Cabinet ministers were divided on the issue after both major parties were given a conscience vote.

Government Senate leader Mathias Cormann opposed the legislation, while fellow senior ministers Simon Birmingham and Marise Payne voted in favour.

Labor was also split with a number of Shop, Distributive and Allied Employees' Association-linked senators voting against the bill, as did Pat Dodson.

Senator Leyonhjelm said public opinion was in favour of legalising voluntary euthanasia.

"The fact we don't have assisted suicide in this country shows a serious flaw in our democracy," he told parliament.

But he praised the tone of the debate, saying it was a demonstration of individual honesty not seen in parliament for some time.

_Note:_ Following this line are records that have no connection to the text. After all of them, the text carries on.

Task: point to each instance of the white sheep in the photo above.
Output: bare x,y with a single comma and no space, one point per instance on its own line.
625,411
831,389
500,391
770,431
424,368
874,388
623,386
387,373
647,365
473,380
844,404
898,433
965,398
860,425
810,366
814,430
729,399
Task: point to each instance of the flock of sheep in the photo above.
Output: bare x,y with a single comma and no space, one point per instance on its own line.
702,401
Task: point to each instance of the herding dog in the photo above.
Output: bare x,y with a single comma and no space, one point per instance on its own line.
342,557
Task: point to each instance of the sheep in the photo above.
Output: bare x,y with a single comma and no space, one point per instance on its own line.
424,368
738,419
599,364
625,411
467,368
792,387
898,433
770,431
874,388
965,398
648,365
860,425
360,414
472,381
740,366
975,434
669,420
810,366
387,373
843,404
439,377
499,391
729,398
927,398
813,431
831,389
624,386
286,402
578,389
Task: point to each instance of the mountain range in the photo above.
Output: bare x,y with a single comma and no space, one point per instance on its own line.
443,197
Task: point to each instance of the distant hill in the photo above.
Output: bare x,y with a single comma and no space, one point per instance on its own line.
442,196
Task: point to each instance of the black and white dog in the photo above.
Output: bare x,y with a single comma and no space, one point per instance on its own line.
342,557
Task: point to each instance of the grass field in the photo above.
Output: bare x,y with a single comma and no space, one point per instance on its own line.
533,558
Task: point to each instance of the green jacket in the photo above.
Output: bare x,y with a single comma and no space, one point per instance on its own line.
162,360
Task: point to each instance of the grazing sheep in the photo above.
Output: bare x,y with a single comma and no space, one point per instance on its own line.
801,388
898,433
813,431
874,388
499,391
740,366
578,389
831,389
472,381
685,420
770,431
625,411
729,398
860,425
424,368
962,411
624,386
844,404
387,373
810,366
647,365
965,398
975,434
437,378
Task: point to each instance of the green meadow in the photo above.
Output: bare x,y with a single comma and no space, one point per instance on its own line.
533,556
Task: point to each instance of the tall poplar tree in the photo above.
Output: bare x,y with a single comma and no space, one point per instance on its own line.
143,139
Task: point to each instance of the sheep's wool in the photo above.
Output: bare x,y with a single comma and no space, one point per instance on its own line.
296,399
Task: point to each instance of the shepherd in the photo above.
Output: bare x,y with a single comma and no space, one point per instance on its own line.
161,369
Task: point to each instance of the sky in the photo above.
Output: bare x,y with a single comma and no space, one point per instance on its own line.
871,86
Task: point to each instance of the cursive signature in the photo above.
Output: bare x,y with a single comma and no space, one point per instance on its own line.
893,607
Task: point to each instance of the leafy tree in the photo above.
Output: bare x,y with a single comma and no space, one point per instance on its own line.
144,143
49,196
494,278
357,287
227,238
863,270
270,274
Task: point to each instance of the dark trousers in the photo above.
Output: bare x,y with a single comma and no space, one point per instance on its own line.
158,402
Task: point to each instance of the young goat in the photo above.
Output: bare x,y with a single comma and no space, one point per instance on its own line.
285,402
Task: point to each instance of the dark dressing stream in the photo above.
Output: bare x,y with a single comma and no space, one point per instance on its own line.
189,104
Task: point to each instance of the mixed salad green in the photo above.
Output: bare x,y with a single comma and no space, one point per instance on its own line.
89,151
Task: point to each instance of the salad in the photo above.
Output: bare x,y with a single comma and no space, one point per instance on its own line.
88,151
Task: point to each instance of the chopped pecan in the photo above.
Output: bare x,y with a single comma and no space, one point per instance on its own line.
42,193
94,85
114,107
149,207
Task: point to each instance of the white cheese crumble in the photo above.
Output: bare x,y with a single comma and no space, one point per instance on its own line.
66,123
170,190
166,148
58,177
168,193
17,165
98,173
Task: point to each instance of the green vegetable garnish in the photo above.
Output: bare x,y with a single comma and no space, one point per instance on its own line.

There was a number of emotional reflections, referring to the deaths of terminally ill loved ones.

While some remembered painful farewells and wished assisted suicide had been an option, other senators believed the risks of allowing voluntary euthanasia were too great.

A handful of senators insisted the issue was purely about giving territories the same rights as the states to make laws.

NT Opposition Leader Gary Higgins said he was extremely disappointed the bill was lost.

"I had hoped the federal senators would have voted in favour of Territorians and the Northern Territory enjoying the same rights as the other 24 million plus Australians," the Country Liberal Party leader said.